Dürtülerimizi kontrol edebilir miyiz: Refleksif ve reflektif tepkiler
Hepimiz duygusal olarak öyle bir noktaya geliriz ki, tamamen içgüdüsel şekilde tepki veririz. Düşünme yoktur, otomatik pilot devreye girer. Zihinsel emniyet kemerimizi takmadan harekete geçeriz ve sonuç çoğu zaman sarsıcı olur. Düşünmeden hareket etmek, ya kendimizi korumaya çalıştığımızda ya da incindiğimizde ortaya çıkan refleksif bir tepkidir. Ama saldırı gerçekten en iyi savunma mıdır? Tepki vermek yerine, eğer tepkimizi düşünerek verirsek, bu türbülansın üstüne çıkıp yumuşak bir iniş sağlayabiliriz.
Wellbeing.com yazarlarından Terapist Marie Rowland kaleme aldığı reflexive vs reflective responses yazısında konuya şu şekilde değiniyor:
Bir doktorun diz kapağımızın altına hafifçe vurup reflekslerimizi test etmesi tanıdık bir sahnedir. Refleksif tepki, kelimenin tam anlamıyla tetiğe dokunur dokunmaz harekete geçen bir tepkidir. Ne düşünce vardır ne de planlama, sadece yaparsınız. Bu yüzden bu tür tepkilere ‘diz refleksi’ denir. Psikolojide bu durum ‘eylem eğilimi’ olarak adlandırılır. Bu, güçlü bir duyguyla bağlantılı içgüdüsel bir dürtü ya da varsayılan davranıştır. Korku hissinde kaçmak ya da saklanmak, öfke anında ise saldırmak gibi.
Bu başa çıkma mekanizmaları, tehdit altında ya da bunalmış hissettiğimizde devreye girer ve çoğu zaman kötü sonuçlar doğurabilecek tepkilerle sonuçlanır. Duygusal refleks, stres merkezimizden gelen davranışsal bir tepkiyi tetikler. Bu, amigdalanın yönettiği bir ‘savaş, kaç veya don‘ tepkisidir.

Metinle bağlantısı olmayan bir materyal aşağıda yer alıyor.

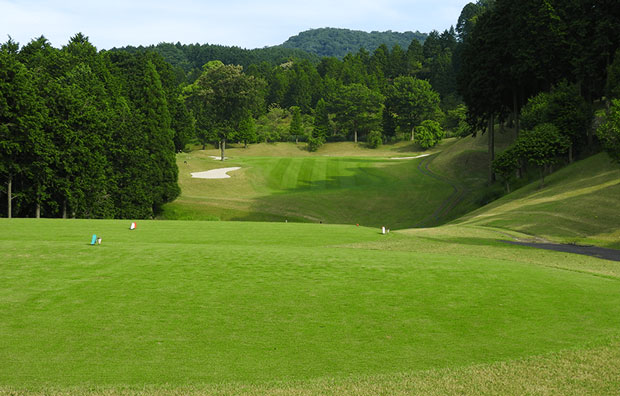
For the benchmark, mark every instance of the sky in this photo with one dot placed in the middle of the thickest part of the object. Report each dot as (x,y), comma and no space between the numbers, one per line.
(242,23)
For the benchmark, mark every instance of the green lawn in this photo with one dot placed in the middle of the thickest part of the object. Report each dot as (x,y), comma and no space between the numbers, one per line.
(274,307)
(579,203)
(371,191)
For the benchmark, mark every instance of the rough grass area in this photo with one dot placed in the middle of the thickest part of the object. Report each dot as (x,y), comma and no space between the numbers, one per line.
(275,308)
(579,203)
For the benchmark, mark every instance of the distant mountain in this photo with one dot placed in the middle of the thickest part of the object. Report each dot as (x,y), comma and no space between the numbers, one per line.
(191,57)
(339,42)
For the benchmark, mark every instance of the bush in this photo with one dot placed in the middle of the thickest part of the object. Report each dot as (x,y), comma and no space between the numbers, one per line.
(374,139)
(315,143)
(429,134)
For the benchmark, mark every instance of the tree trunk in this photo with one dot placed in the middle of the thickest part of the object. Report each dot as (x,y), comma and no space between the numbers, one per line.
(515,109)
(9,195)
(491,137)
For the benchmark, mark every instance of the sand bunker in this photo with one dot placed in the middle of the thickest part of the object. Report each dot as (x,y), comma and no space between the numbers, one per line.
(220,173)
(418,156)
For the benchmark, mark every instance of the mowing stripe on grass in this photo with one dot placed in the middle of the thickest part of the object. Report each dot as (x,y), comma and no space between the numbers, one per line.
(277,172)
(319,174)
(290,179)
(305,173)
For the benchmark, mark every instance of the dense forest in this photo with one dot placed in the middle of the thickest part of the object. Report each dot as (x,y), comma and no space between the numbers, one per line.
(332,42)
(87,134)
(93,134)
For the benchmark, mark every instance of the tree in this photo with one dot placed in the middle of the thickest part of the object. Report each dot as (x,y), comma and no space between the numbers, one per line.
(429,134)
(412,101)
(227,96)
(374,139)
(296,124)
(609,132)
(322,125)
(247,131)
(542,146)
(506,164)
(356,109)
(563,107)
(20,121)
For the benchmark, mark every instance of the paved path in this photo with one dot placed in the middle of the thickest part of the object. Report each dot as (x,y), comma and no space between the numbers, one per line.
(592,251)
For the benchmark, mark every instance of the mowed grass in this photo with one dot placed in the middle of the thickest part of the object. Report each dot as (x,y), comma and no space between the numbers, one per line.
(263,308)
(370,191)
(579,203)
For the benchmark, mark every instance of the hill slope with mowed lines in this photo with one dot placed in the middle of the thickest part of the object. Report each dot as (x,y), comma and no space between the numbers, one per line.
(578,204)
(367,190)
(261,308)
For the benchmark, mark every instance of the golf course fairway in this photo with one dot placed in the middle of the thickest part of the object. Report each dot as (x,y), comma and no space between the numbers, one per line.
(288,308)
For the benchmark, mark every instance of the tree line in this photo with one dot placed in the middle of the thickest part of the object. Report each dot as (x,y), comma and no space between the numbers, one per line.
(388,94)
(542,67)
(87,134)
(94,134)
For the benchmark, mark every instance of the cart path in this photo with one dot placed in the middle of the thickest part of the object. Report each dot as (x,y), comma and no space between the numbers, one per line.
(592,251)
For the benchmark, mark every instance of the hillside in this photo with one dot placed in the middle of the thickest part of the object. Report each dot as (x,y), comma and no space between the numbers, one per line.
(579,203)
(339,42)
(189,57)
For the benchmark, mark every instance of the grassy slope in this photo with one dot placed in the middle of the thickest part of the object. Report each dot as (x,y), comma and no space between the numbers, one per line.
(579,203)
(342,183)
(189,305)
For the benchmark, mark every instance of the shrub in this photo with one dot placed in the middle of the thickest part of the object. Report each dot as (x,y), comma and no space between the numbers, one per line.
(429,134)
(374,139)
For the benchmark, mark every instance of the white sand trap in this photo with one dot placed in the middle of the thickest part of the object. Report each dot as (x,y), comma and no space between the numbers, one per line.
(220,173)
(418,156)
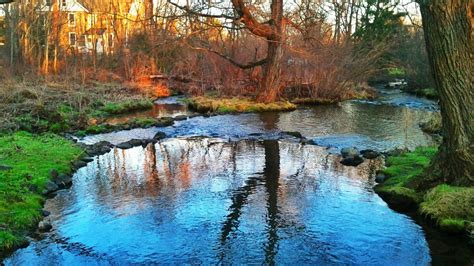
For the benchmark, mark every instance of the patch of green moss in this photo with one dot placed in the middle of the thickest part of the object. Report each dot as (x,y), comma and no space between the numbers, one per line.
(433,124)
(452,207)
(126,107)
(314,101)
(396,72)
(236,105)
(31,158)
(402,169)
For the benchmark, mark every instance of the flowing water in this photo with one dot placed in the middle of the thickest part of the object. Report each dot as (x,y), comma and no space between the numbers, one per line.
(227,197)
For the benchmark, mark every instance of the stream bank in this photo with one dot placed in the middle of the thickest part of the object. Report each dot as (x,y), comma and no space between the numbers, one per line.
(189,168)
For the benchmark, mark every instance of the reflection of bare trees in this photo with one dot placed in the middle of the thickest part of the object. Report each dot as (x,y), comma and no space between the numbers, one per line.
(271,173)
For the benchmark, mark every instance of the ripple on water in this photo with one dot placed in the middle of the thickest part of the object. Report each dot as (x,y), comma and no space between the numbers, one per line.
(207,201)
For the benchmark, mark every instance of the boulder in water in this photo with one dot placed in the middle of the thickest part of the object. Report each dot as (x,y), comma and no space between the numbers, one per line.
(159,135)
(349,152)
(370,154)
(352,160)
(5,167)
(44,226)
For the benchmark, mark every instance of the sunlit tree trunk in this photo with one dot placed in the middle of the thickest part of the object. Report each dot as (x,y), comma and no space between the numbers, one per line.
(271,81)
(447,26)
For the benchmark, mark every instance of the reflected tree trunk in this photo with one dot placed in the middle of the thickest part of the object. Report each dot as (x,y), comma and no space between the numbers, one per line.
(272,176)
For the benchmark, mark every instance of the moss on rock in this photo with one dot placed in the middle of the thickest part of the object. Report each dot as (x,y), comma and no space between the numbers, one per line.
(30,158)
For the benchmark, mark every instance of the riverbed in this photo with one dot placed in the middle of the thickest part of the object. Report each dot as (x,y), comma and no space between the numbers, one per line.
(230,189)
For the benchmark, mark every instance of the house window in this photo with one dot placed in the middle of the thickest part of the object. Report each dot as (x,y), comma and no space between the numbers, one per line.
(111,40)
(72,39)
(72,19)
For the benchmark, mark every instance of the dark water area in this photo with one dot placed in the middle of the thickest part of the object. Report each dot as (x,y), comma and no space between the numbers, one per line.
(166,107)
(208,201)
(228,190)
(363,125)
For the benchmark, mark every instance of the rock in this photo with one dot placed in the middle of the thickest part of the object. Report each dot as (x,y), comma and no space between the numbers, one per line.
(379,178)
(165,121)
(349,152)
(397,151)
(293,134)
(99,148)
(44,226)
(63,181)
(87,159)
(159,135)
(5,167)
(180,117)
(370,154)
(50,187)
(352,160)
(78,164)
(136,142)
(54,173)
(124,145)
(33,188)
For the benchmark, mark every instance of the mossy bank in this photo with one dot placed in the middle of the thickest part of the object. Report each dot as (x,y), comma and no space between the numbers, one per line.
(27,163)
(450,207)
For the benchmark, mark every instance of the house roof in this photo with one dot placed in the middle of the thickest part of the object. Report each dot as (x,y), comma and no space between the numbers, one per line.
(107,6)
(95,31)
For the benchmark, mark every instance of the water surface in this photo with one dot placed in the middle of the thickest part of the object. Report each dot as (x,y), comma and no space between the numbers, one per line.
(203,200)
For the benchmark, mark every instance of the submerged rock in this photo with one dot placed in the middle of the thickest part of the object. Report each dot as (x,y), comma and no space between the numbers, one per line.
(379,178)
(54,173)
(78,164)
(349,152)
(370,154)
(352,160)
(63,181)
(45,226)
(99,148)
(50,187)
(87,159)
(124,145)
(180,117)
(159,135)
(293,134)
(5,167)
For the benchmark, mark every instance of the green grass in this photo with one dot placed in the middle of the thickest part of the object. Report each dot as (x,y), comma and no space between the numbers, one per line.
(314,101)
(32,157)
(404,168)
(429,93)
(433,124)
(126,107)
(396,72)
(236,105)
(451,207)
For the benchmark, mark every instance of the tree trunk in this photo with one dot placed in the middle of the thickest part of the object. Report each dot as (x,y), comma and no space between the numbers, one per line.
(270,84)
(449,43)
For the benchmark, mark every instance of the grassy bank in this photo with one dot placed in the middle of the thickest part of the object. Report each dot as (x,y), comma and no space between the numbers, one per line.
(61,107)
(235,105)
(450,207)
(27,161)
(429,93)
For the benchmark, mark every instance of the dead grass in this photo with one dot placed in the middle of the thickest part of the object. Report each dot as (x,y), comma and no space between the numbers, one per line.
(58,106)
(236,105)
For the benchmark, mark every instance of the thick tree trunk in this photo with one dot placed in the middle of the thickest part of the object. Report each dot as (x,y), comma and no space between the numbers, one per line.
(449,43)
(270,84)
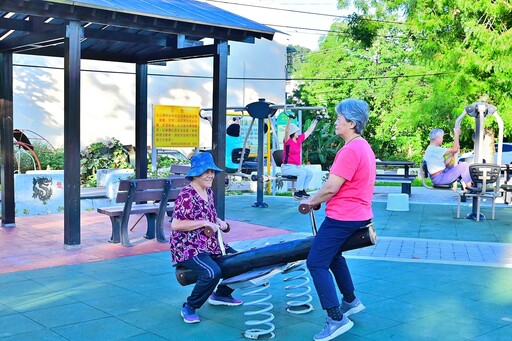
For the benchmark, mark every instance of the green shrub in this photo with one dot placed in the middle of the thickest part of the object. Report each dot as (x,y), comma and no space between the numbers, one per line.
(102,155)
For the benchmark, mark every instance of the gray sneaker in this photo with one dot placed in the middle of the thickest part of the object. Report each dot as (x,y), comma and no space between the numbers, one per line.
(352,308)
(333,329)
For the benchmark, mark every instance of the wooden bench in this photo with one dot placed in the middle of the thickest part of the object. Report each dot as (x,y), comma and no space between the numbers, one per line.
(179,169)
(134,194)
(405,179)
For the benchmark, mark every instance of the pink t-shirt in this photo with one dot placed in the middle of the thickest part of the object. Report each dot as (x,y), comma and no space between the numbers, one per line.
(292,151)
(355,162)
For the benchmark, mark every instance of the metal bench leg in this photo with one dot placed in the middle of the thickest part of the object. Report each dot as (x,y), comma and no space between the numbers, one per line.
(125,240)
(458,206)
(478,209)
(492,207)
(152,228)
(116,230)
(406,188)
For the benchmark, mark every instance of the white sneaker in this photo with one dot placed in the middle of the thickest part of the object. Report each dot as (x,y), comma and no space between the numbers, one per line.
(333,329)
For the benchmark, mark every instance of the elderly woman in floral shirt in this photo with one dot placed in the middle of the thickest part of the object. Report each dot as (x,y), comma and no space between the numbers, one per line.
(194,210)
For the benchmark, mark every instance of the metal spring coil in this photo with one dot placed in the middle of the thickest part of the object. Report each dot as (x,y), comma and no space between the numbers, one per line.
(300,298)
(255,333)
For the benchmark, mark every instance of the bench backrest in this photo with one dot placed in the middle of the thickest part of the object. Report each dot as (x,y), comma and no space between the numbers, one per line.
(180,169)
(150,189)
(484,175)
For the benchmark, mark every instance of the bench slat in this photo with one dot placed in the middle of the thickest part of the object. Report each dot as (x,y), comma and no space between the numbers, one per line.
(114,211)
(180,169)
(142,184)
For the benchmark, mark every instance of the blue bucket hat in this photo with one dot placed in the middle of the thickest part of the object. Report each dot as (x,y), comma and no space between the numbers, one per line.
(202,162)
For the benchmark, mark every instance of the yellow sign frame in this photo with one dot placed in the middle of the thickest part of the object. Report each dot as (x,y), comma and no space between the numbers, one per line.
(175,126)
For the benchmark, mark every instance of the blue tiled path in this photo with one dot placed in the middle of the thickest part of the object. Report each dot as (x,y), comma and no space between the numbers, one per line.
(430,277)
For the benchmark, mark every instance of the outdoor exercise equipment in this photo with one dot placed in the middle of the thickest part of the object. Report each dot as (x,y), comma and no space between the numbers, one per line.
(260,110)
(251,271)
(285,252)
(479,111)
(239,155)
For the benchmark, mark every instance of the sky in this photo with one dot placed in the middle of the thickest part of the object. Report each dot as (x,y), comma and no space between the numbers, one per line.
(283,16)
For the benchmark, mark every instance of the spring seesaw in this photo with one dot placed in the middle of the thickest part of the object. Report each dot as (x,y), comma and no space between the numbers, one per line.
(241,262)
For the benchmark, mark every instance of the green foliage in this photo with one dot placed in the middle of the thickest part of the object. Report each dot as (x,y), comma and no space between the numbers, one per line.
(102,155)
(322,145)
(49,157)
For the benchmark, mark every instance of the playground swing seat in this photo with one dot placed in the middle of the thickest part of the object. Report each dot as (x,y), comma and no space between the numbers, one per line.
(485,180)
(424,175)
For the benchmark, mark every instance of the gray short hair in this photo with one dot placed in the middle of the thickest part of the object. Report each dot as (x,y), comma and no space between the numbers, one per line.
(434,133)
(354,110)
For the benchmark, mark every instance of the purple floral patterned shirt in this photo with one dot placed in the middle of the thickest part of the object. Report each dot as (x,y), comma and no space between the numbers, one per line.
(190,206)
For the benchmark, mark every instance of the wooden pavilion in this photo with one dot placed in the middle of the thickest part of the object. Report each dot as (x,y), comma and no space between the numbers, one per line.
(132,31)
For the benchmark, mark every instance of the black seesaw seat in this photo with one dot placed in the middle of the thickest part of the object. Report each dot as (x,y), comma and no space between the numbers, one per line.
(286,252)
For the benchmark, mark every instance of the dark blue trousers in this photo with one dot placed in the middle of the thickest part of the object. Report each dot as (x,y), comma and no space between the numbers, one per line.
(209,275)
(325,255)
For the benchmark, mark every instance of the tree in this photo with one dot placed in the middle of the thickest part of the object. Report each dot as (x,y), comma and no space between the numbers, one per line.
(418,64)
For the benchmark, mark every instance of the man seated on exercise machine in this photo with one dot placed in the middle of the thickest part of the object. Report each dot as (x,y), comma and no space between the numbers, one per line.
(441,163)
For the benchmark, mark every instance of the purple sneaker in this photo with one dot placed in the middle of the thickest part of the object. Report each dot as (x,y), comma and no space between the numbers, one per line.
(189,314)
(224,300)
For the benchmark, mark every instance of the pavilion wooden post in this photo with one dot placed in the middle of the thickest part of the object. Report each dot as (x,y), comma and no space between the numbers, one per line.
(6,138)
(72,57)
(220,85)
(141,121)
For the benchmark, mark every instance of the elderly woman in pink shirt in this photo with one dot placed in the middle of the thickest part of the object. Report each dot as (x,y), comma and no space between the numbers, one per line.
(292,157)
(348,196)
(194,210)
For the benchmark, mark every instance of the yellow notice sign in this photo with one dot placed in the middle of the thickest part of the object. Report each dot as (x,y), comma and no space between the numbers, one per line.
(175,126)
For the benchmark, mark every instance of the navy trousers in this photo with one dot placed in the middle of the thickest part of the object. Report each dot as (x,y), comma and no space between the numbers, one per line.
(325,255)
(209,275)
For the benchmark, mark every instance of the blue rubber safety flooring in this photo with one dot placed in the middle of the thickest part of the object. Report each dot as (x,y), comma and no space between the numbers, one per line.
(431,276)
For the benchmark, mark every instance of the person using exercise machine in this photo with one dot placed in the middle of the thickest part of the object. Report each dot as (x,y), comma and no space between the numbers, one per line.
(441,163)
(292,156)
(348,195)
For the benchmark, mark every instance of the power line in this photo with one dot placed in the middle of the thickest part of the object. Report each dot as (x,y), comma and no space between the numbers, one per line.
(240,78)
(302,12)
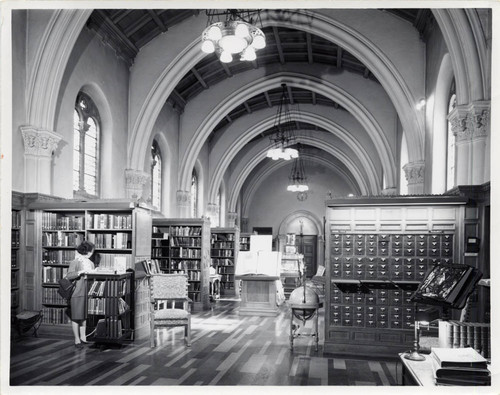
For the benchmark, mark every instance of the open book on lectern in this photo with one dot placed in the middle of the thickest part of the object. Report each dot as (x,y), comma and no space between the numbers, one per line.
(266,263)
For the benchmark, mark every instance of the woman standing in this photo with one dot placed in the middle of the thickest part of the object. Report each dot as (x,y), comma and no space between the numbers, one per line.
(81,265)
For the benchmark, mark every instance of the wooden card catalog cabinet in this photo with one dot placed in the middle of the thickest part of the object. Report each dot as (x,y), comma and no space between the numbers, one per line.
(377,252)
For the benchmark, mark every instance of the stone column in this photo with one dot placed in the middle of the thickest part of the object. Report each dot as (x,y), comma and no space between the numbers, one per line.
(183,200)
(231,219)
(39,145)
(471,127)
(213,214)
(135,183)
(414,172)
(244,224)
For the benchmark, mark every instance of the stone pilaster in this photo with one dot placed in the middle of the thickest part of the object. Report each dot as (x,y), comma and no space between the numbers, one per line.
(470,125)
(414,172)
(183,200)
(39,144)
(231,219)
(135,183)
(244,224)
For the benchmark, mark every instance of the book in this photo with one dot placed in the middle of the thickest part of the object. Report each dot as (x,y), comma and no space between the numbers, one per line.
(459,357)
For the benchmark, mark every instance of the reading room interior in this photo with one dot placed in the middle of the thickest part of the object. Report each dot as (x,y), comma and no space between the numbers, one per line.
(241,197)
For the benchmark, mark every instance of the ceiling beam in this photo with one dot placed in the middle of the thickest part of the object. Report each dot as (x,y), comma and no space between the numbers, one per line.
(226,69)
(119,15)
(290,94)
(157,20)
(309,48)
(199,78)
(268,99)
(278,44)
(134,27)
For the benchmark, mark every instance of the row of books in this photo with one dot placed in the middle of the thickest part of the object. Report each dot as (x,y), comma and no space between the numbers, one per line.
(222,253)
(50,296)
(183,252)
(51,274)
(57,257)
(456,334)
(185,230)
(16,219)
(119,240)
(55,315)
(58,221)
(109,221)
(459,366)
(222,262)
(61,239)
(15,238)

Bu tür tepkiler, günlük hayatın içinde başkalarıyla etkileşim halindeyken de ortaya çıkar. Duygular kabarıp tsunami gibi vurduğunda, bilinçli düşünmeyi kenara bırakır, duygularla hareket ederiz. Bunun sonucunda da öfke patlamaları ya da savunmaya geçme gibi beklenmedik durumlar yaşanabilir. Oysa düşünerek, kontrollü bir şekilde tepki verdiğimizde duygularımızı kontrol altında tutabiliriz. Bu kendini düzenleme şekli, refleks tepkimizin yanlış olduğunu değil, reflektif tepkinin bizi anın sıcaklığından kurtararak duygularımızı daha doğru ifade etmemizi sağladığını gösterir.
Hareket mi tepki mi?
Refleksif tepkiler bilinçdışından gelir. Bastırılmış anılar ve duyguların bulunduğu zihin katmanlarına ulaşır. Aynı zamanda korkularımızın ve güvensizliklerimizin tetiklenmeyi beklediği yerdir. Travmalarımız burada saklıdır. Örneğin, savaş gazisi biri bir aracın egzoz patlamasını silah sesi gibi algılayıp kendini yere atabilir.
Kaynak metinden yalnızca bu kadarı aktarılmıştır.